Kafka Ingestion: If data is being ingested from kafka, then services in Collector stack will pause and resume reading from Kafka broker when connection to platform stack is restored. However, data in transit at the moment of the failure can be lost.
SNMP Ingestion: If data being ingested is SNMP Trap or via SNMP polling, then data in transit that cannot be pushed to Platform stack due to failure is persisted on local filesystem on the Collector stack. When connection to platform stack is re-established, data from persisted filesystem is read and pushed first and eventually services catch up to real-time ingested data.
Everything else: All other data being pushed to Collector stack is buffered in RAM for transient failures but only for very short periods. How much data is lost is dependent on the rate of incoming ingestion data.

Platform Stack Redundancy

Services in Platform stack are both stateless as well as stateful, and hence, require state to be persisted. In addition, ingestion data that is enriched by the pipeline is also saved in the Platform stack, and hence high availability of Platform services and data are highly dependent on both resource constraints and deployment models.

Data Availability

Irrespective of the deployment model, data availability is primarily dependent on underlying storage infrastructure. In cloud environments, Platform stack uses the storage service, such as AWS S3, offered for data availability. In on-premise deployments, Platform stack requires underlying storage infrastructure, such as NFS, to provide data availability. Service availability is explained in the next section but service failures have no impact on data availability as services that are impacted dynamically move to remaining nodes that also have access to underlying data.

Service Availability

There are two deployment models to consider for service availability: Primary-DR and N-Factor. Both models provide different levels of redundancy and must be chosen based on the SLA requirement.
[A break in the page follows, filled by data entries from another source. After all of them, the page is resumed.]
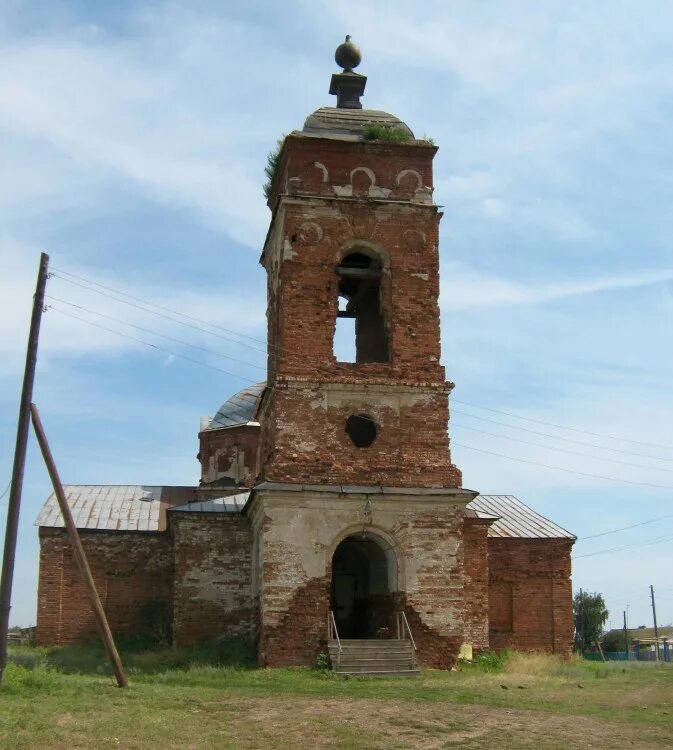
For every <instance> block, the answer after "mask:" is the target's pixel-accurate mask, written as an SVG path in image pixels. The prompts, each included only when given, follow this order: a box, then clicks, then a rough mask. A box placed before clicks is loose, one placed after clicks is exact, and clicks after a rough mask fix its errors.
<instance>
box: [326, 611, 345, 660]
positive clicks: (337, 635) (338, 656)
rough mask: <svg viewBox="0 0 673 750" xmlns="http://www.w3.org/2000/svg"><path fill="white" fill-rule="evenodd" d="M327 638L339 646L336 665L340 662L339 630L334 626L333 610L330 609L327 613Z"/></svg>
mask: <svg viewBox="0 0 673 750" xmlns="http://www.w3.org/2000/svg"><path fill="white" fill-rule="evenodd" d="M327 638H328V640H330V641H336V642H337V646H338V647H339V655H338V656H337V666H339V664H341V652H342V650H343V649H342V648H341V640H340V639H339V630H338V629H337V626H336V620H335V619H334V612H332V610H331V609H330V611H329V614H328V615H327Z"/></svg>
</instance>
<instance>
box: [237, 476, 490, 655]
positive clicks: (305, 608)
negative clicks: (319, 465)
mask: <svg viewBox="0 0 673 750" xmlns="http://www.w3.org/2000/svg"><path fill="white" fill-rule="evenodd" d="M466 501H467V499H465V501H463V500H462V497H461V500H459V501H456V499H455V498H454V499H453V501H452V499H451V498H448V497H447V498H428V497H413V496H411V497H410V496H386V497H373V496H367V495H362V494H355V493H346V492H344V493H342V494H341V495H335V494H331V493H320V491H319V490H317V488H316V489H315V490H311V491H305V492H292V493H283V492H282V491H278V492H275V491H270V490H264V491H258V492H257V494H256V498H255V501H254V504H253V507H252V509H251V513H252V516H253V526H254V528H255V533H256V534H257V535H258V539H259V541H258V545H257V548H258V551H259V552H258V554H259V558H258V561H257V563H256V565H258V566H259V575H258V576H257V578H256V593H257V594H258V595H259V601H260V618H261V625H260V635H261V638H260V663H262V664H264V665H266V666H281V665H308V664H312V663H313V661H314V660H315V656H316V654H317V653H318V652H319V651H320V649H321V648H322V647H324V643H325V638H326V629H327V613H328V610H329V603H330V584H331V570H332V567H331V566H332V555H333V553H334V550H335V549H336V546H337V544H338V543H339V542H340V541H341V540H343V539H344V538H346V537H347V536H348V535H349V530H352V534H353V535H356V536H358V535H362V534H363V533H367V534H368V535H371V536H372V537H374V538H379V539H382V540H383V541H382V542H381V543H382V544H383V546H384V548H390V549H391V550H392V555H391V557H390V558H389V563H388V565H389V571H391V570H392V573H393V580H394V583H393V584H390V585H391V586H392V588H391V593H392V594H393V596H394V598H395V601H396V602H398V606H399V607H400V608H404V610H405V612H406V614H407V618H408V619H409V622H410V625H411V627H412V630H413V633H414V638H416V640H417V645H418V650H419V651H418V655H419V660H420V662H421V663H422V664H425V665H427V666H433V667H440V668H449V667H451V666H453V664H455V662H456V658H457V655H458V651H459V649H460V646H461V644H462V643H463V637H464V609H465V606H464V601H465V600H464V597H465V594H464V575H463V545H462V514H463V503H464V502H466ZM365 510H366V515H363V511H365ZM381 535H382V536H381ZM390 566H394V567H393V568H392V569H391V568H390ZM485 617H486V613H485V612H484V618H485Z"/></svg>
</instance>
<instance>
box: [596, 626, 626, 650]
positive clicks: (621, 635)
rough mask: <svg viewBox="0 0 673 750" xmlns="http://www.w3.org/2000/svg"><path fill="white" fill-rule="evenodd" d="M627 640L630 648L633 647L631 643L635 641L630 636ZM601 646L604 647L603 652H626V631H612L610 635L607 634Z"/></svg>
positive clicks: (607, 633)
mask: <svg viewBox="0 0 673 750" xmlns="http://www.w3.org/2000/svg"><path fill="white" fill-rule="evenodd" d="M626 640H627V642H628V644H629V647H630V646H631V643H632V642H633V639H632V638H631V636H630V635H629V634H628V632H627V635H626ZM601 644H602V646H603V651H623V650H624V631H623V630H611V631H610V632H609V633H606V634H605V635H604V636H603V638H602V640H601Z"/></svg>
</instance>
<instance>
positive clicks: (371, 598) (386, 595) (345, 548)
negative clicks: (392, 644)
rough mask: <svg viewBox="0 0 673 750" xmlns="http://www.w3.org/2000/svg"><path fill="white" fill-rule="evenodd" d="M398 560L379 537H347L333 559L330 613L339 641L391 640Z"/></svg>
mask: <svg viewBox="0 0 673 750" xmlns="http://www.w3.org/2000/svg"><path fill="white" fill-rule="evenodd" d="M396 591H397V560H396V558H395V552H394V550H393V548H392V547H391V546H390V545H389V544H388V543H387V542H386V541H385V540H384V539H382V538H381V537H378V536H376V535H374V534H371V533H367V532H364V533H358V534H353V535H351V536H348V537H346V538H345V539H344V540H343V541H342V542H341V543H340V544H339V545H338V546H337V548H336V549H335V551H334V555H333V557H332V589H331V603H330V606H331V609H332V611H333V612H334V619H335V621H336V626H337V631H338V633H339V637H340V638H387V637H393V631H394V619H395V601H396V599H395V593H396Z"/></svg>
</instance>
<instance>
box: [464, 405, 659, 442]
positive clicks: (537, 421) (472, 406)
mask: <svg viewBox="0 0 673 750" xmlns="http://www.w3.org/2000/svg"><path fill="white" fill-rule="evenodd" d="M451 400H452V401H453V402H454V403H456V404H463V406H471V407H472V408H474V409H483V410H484V411H490V412H493V413H494V414H504V415H505V416H507V417H514V418H515V419H523V420H525V421H526V422H535V423H536V424H542V425H547V426H548V427H556V428H557V429H559V430H570V431H571V432H579V433H582V434H584V435H592V436H593V437H602V438H608V439H609V440H619V441H621V442H624V443H634V444H636V445H648V446H650V447H651V448H664V449H666V450H673V446H671V445H661V444H660V443H647V442H644V441H642V440H630V439H629V438H623V437H618V436H617V435H608V434H606V433H604V432H590V431H589V430H580V429H579V428H577V427H567V426H566V425H561V424H556V423H555V422H546V421H545V420H543V419H534V418H533V417H524V416H521V415H520V414H513V413H512V412H509V411H503V410H502V409H493V408H491V407H488V406H479V404H473V403H471V402H470V401H462V400H461V399H459V398H454V397H452V398H451ZM561 439H562V438H561Z"/></svg>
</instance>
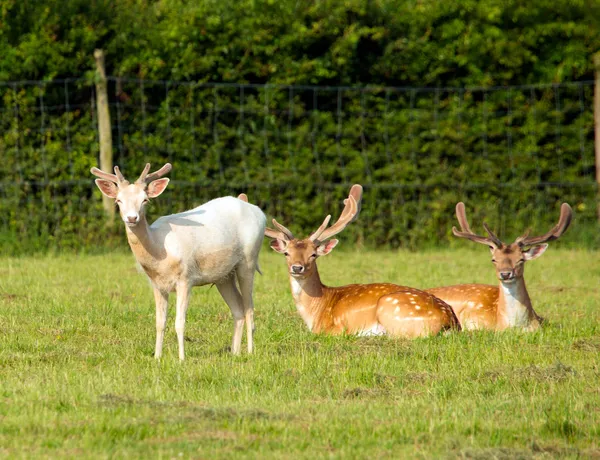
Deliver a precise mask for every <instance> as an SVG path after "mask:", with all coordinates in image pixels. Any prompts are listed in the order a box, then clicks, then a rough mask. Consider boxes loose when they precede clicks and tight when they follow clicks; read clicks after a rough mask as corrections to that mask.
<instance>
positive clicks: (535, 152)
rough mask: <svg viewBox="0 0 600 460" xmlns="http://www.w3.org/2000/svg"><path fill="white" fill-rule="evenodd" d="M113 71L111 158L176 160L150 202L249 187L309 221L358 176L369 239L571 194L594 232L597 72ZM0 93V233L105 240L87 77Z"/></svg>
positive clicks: (583, 215)
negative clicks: (134, 75)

1. Primary and Disaster Recovery

In this Primary-DR model, 100% high-availability is provided for both services and data. All resources are allocated for two different stacks. Both stacks run independent of each other and share no resources. Moreover, two stacks are deployed in different fault domains or availability zones.

Out of the two stacks, one is designated as Primary and the other is designated as DR (Disaster Recovery). The Primary stack is responsible for Presentation functionality as mentioned in Overview section. All outbound interaction from Augtera occurs only on Primary stack. For example, ticket creation in ServiceNow will be done only from Primary stack. DR is always ready for failover to assume the role of primary. When a failure occurs that can impact the Primary stack to lose any critical functionality, Augtera provides a one-click operation to transition the DR stack to assume the role of primary, and thereby, providing full redundancy across all data and services.

2. N-Factor Redundancy

In N-Factor model, required resources are supplemented by a factor N for achieving the desired redundancy. For example, if 50% more nodes than minimum required are allocated, then approximately 50% redundancy is achieved. The orchestration of services across available resources is done in a way to optimize the availability of critical services and data. To precisely calculate how much redundancy exists in a deployment with less than twice the required resources is much more complex as all individual resources and their failure impact across storage, compute, memory and network need to be evaluated. It is critical to define SLA requirements that define how many and what kind of failures need to be handled for providing availability of critical services and data. For example, an on-premise deployment with ten nodes can be orchestrated in way to allow critical services to always be functional for up to two node failures, thereby, providing 20% redundancy for node failures. With more than two node failures, service degradation can occur.